I've had green eyes since I started my town (1,5 years ago), but just 1 week ago I changed them to blue


----------



## lars708 (Mar 22, 2015)

MeghanNewLeaf said:


> Mine are blue.  I didn't need to get colored contacts since it was my default eye color.



Oh hahah lucky you!


----------



## ellemacc (Mar 22, 2015)

i make all my character have black eyes.
it just looks better :33


----------



## HeyPatience (Mar 22, 2015)

Mine are blue


----------



## JJarmon (Mar 22, 2015)

Sometimes it's brown (looks nice) and sometimes it's blue (like mine in real life).


----------



## Silversea (Mar 22, 2015)

My in-game eyes are green...in real life sort of blue.


----------



## Hirosuka (Mar 22, 2015)

Brown just seems to be the only color that actually goes with everything, nothing else works. Black works too, but changes are nice every once in awhile


----------



## PlasmaPower (Mar 22, 2015)

I've got aqua blue eyes. They're the closest to my supposedly hazel eyes, which sadly, the game doesn't have...


----------



## estypest (Mar 22, 2015)

Esty -- Black
Araminta -- Blue
Percival -- Blue (might change)


----------



## Delibird (Mar 22, 2015)

At first I had them brown but it didn't feel right so I made them green, just like my real eyes. In my cycling town they're black though.


----------



## Glaceon2000 (Mar 22, 2015)

My mayor's eyes are black, and my side character's are blue (like mine).


----------



## Dr.Winkle (Mar 22, 2015)

BLACK..like my mayors soul!

But I think I'll be changing them to grey soon.


----------



## Kayleigh (Mar 23, 2015)

I started with brown and I've never changed them because I have brown eyes IRL.


----------



## sapphireflamesz (Mar 23, 2015)

mine is blue


----------



## mynooka (Mar 23, 2015)

Originally I had brown eyes and kinda wanted to keep them the same for a while.  After a while I got bored with them, so now I've changed to match my actual eye color irl, blue.


----------



## gloomyfox (Mar 23, 2015)

light brown


----------



## ellabella12345 (Mar 23, 2015)

Mine are blue at the moment, but my eyes in real life are brown x)


----------



## Skyfall (Mar 23, 2015)

My favorite is grey.  It's not as bright as some of the other colors and if you want a "pop" of color it's pretty good.  Brown comes in as a favorite too.


----------



## agscribble (Mar 23, 2015)

I gave my mayor brown eyes. My storage butler's eyes are also brown, but I plan on giving him blue or black eyes instead.


----------



## Oakhaven (Mar 23, 2015)

My eyes in the game are grey, even though my eyes in real life are brown. I just like the grey because it's completely neutral, and goes well with my mayor's hair color because it's usually always white.


----------



## CozyKitsune (Mar 23, 2015)

Irl my eyes are green so I made my villagers eyes green as well! Her hair color is blonde also like mine XD


----------



## Ninie (Mar 28, 2015)

So many blue eyes. :O


----------



## Pirate (Mar 28, 2015)

Since I have blue eyes irl, I usually tend to keep my blue eyes. Sometimes though I feel the need to change them just to match a certain outfit but that isn't often.


----------



## yoyo98 (Mar 28, 2015)

I don't know what color my eyes are supposed to be... One of them is steel blue with brown central heterochromia, and the other one is slate green with brown sectoral heterochromia. ._.

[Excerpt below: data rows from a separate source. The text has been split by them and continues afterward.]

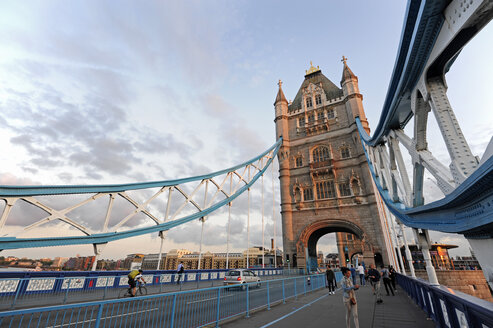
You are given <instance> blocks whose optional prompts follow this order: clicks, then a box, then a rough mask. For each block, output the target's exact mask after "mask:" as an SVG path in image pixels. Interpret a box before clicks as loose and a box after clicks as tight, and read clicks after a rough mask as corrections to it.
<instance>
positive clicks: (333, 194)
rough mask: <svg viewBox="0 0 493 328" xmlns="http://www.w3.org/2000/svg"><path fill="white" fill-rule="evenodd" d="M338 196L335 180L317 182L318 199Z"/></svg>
mask: <svg viewBox="0 0 493 328" xmlns="http://www.w3.org/2000/svg"><path fill="white" fill-rule="evenodd" d="M335 196H336V193H335V188H334V181H331V180H328V181H321V182H318V183H317V199H325V198H334V197H335Z"/></svg>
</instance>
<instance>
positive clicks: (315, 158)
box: [313, 147, 330, 163]
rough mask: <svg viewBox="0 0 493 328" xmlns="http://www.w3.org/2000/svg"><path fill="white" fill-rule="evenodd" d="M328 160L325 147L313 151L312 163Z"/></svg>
mask: <svg viewBox="0 0 493 328" xmlns="http://www.w3.org/2000/svg"><path fill="white" fill-rule="evenodd" d="M329 159H330V156H329V149H328V148H327V147H318V148H315V150H314V151H313V162H315V163H317V162H325V161H328V160H329Z"/></svg>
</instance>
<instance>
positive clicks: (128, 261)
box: [121, 253, 144, 270]
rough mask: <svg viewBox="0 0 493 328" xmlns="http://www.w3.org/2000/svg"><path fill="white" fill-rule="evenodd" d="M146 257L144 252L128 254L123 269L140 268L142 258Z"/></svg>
mask: <svg viewBox="0 0 493 328" xmlns="http://www.w3.org/2000/svg"><path fill="white" fill-rule="evenodd" d="M143 259H144V254H139V253H137V254H128V255H127V257H126V258H125V260H124V261H123V265H122V268H121V269H122V270H133V269H135V268H140V267H141V266H142V260H143Z"/></svg>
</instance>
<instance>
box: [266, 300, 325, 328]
mask: <svg viewBox="0 0 493 328" xmlns="http://www.w3.org/2000/svg"><path fill="white" fill-rule="evenodd" d="M328 295H329V294H325V295H323V296H320V297H319V298H317V299H315V300H313V301H311V302H310V303H308V304H305V305H303V306H302V307H300V308H298V309H296V310H294V311H291V312H290V313H288V314H286V315H283V316H282V317H280V318H277V319H276V320H274V321H271V322H269V323H268V324H266V325H263V326H262V327H260V328H266V327H269V326H272V325H273V324H275V323H276V322H279V321H281V320H283V319H285V318H287V317H289V316H290V315H292V314H295V313H296V312H298V311H299V310H301V309H304V308H306V307H307V306H310V305H312V304H313V303H315V302H318V301H320V300H321V299H322V298H325V297H327V296H328Z"/></svg>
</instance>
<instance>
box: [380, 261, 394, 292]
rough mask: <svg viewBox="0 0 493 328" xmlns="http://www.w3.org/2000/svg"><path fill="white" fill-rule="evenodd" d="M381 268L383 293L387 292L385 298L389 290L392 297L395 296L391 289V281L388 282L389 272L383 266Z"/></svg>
mask: <svg viewBox="0 0 493 328" xmlns="http://www.w3.org/2000/svg"><path fill="white" fill-rule="evenodd" d="M381 268H382V278H383V285H384V286H385V291H386V292H387V296H389V295H390V293H389V289H390V291H391V292H392V296H395V294H394V289H393V288H392V285H391V281H390V272H389V270H388V269H386V268H385V267H384V266H383V265H382V267H381Z"/></svg>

But yeah I just keep mine blue.


----------



## Taka (Mar 28, 2015)

I use the dark ocean colored eyes.


----------



## Celestefey (Mar 28, 2015)

Green, because my eyes in real life are green. I try to make my character look just like me.


----------



## Beardo (Mar 28, 2015)

Grey, just like my real eyes


----------



## Noah2000 (Mar 28, 2015)

Blue, also my eye color in real life


----------



## Trickilicky (Mar 28, 2015)

Both my Mayor's have grey eyes, I really like that colour. I'd have them the same as my own irl eye colour (dark brown), but the brown eyes in game are way too light and reddish and I'm not keen.


----------



## Jarrad (Mar 28, 2015)

oh I thought you meant our real-life eyes

- - - Post Merge - - -

off topic:

all my life ive thought I have hazel eyes, but ive just looked online and been informed that I have green eyes.. (Green+brown, whereas hazel eyes are typically blue+brown)


----------